Am Montag haben in Regensburg die ersten Arbeiten für das Verkehrsbauprojekt „Nordspange“ begonnen. Für den geplanten Ausbau der Nordgaustraße wurden Probebohrungen durchgeführt, um das Erdreich zu untersuchen. Diese Untersuchungen sollen voraussichtlich bis Anfang März andauern und wichtige Erkenntnisse für die geplanten Lärmschutzmaßnahmen liefern.
Ein weiterer Bestandteil der Nordspange ist der Neubau der Sallerner Regenbrücke.
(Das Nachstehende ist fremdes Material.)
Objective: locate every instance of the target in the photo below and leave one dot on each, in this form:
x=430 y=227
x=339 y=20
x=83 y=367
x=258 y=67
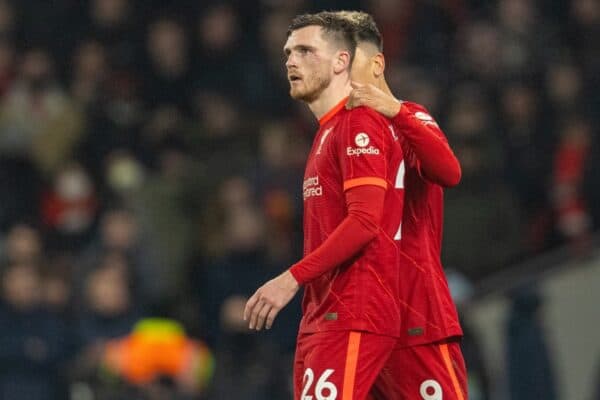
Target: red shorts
x=339 y=365
x=348 y=365
x=433 y=371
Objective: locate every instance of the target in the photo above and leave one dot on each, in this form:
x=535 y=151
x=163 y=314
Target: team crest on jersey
x=425 y=118
x=323 y=137
x=311 y=187
x=362 y=139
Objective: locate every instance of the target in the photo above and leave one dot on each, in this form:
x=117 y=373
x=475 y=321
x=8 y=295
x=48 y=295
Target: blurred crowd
x=151 y=163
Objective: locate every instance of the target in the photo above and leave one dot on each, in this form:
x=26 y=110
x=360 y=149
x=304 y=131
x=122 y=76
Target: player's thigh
x=429 y=372
x=339 y=365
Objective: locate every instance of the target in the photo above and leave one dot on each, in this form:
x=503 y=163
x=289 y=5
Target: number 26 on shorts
x=323 y=390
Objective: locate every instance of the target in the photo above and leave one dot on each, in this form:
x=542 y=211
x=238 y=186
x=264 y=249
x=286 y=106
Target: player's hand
x=373 y=97
x=264 y=305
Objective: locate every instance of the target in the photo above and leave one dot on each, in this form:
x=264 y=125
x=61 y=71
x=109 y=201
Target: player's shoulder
x=418 y=110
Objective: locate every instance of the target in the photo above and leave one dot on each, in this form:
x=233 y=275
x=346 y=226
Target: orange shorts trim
x=450 y=368
x=350 y=368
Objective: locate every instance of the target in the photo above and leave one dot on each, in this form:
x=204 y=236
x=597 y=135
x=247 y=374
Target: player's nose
x=290 y=62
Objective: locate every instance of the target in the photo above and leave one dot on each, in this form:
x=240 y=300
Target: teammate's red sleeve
x=365 y=209
x=436 y=160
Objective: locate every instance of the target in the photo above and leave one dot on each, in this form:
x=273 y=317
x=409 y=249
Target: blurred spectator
x=571 y=157
x=123 y=122
x=114 y=24
x=530 y=370
x=120 y=234
x=481 y=215
x=220 y=52
x=528 y=146
x=90 y=72
x=22 y=244
x=109 y=311
x=169 y=78
x=7 y=64
x=34 y=341
x=69 y=207
x=228 y=281
x=478 y=378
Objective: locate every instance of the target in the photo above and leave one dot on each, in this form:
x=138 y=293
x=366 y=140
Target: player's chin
x=296 y=94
Diese soll künftig vierspurig verlaufen und den Verkehr im Norden der Stadt entlasten.
Gleichzeitig regt sich deutlicher Widerstand in der Bevölkerung. Zum Auftakt der Bohrungen rief die Grüne Jugend Regensburg gemeinsam mit Vertretern von ÖDP, Volt, Die Linke und den Grünen zu einer Mahnwache gegen das Projekt auf. Aus ihrer Sicht sei das Vorhaben nicht mehr zeitgemäß und habe langfristige Auswirkungen auf Stadt und Region. Zudem kritisieren die Gegner die hohen Kosten des Projekts.
Die Gegner der Sallerner Regenbrücke sammeln derzeit Unterschriften für ein Bürgerbegehren, das den Bau stoppen soll. Von den 6.000 benötigten Unterschriften seien bereits rund 4.600 zusammengekommen – ein deutliches Zeichen, dass das Projekt in Regensburg weiter für Diskussionen sorgt.